Supporting transitions to desistance and (re)integration: Recognising reintegrative ritual in everyday practices

D. Johns

University of Melbourne, School of Social & Political Sciences, diana.johns@unimelb.edu.au

Release from prison is typically disorienting, disruptive, uncertain, risky. Supporting people’s post-prison transitions towards desistance – and ultimately ‘reintegration’ – requires specialist skill, understanding and persistence. It often involves a gradual process of building hope and confidence, recognising and capitalising on opportunities for participation and acceptance. In this article I reflect on post-release practice and consider the implications of understanding the post-prison experience through the lens of liminality. From this ‘rites-of-passage’ perspective, release from prison is characterised as a phase of transition which requires some form of symbolic ritual to bring it to a close and mark the beginning of the post-liminal phase of reintegration.
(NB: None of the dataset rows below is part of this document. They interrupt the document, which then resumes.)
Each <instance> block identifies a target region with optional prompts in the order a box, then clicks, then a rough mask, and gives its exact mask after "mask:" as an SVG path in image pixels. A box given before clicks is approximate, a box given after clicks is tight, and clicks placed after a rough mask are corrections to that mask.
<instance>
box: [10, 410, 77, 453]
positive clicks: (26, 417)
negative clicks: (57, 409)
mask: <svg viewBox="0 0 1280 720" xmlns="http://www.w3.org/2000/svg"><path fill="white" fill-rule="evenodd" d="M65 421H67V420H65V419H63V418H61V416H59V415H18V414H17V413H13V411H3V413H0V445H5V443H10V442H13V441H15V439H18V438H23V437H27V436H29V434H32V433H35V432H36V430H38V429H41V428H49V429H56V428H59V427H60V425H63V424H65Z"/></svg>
Ritual is the key to this transition. Without reintegrative ritual, the liminal phase can become a state of sustained exclusion. How then might practitioners make use of this understanding to work more effectively with released prisoners and help to bring about their reintegration? I draw on research into men’s experience of release from prison in Victoria, Australia, to explore what it means to connect with ex-prisoners in meaningful ways and to effectively support transitions from custody to the community. I conclude that by identifying ordinary everyday practices as powerfully symbolic reintegrative rituals, ex-prisoners (and those supporting them) can recognise the process of transformation as something real and measurable. This recognition allows for the celebration of ‘small successes’, key (the data reveals) to working with vulnerable groups such as ex-prisoners. Through this micro-process, and the gradual accretion of hope and confidence, the path to (re)integration begins to unfold.

Biography

Diana spent 2015 doing postdoctoral research on young people’s prolific offending in Wales, UK. Her PhD research (University of Melbourne, 2013) focused on men’s experience of release from prison from the perspective of ex-prisoners and post-release support workers. In 2016 Diana has been writing a book based on her PhD research for the Routledge International Series on Desistance and Rehabilitation. Since 2012 she has taught in the Justice and Legal Studies program at RMIT University, Melbourne, where she maintains a research presence. Diana’s research interests include post-prison reintegration and vulnerable populations’ experience of criminal justice processes.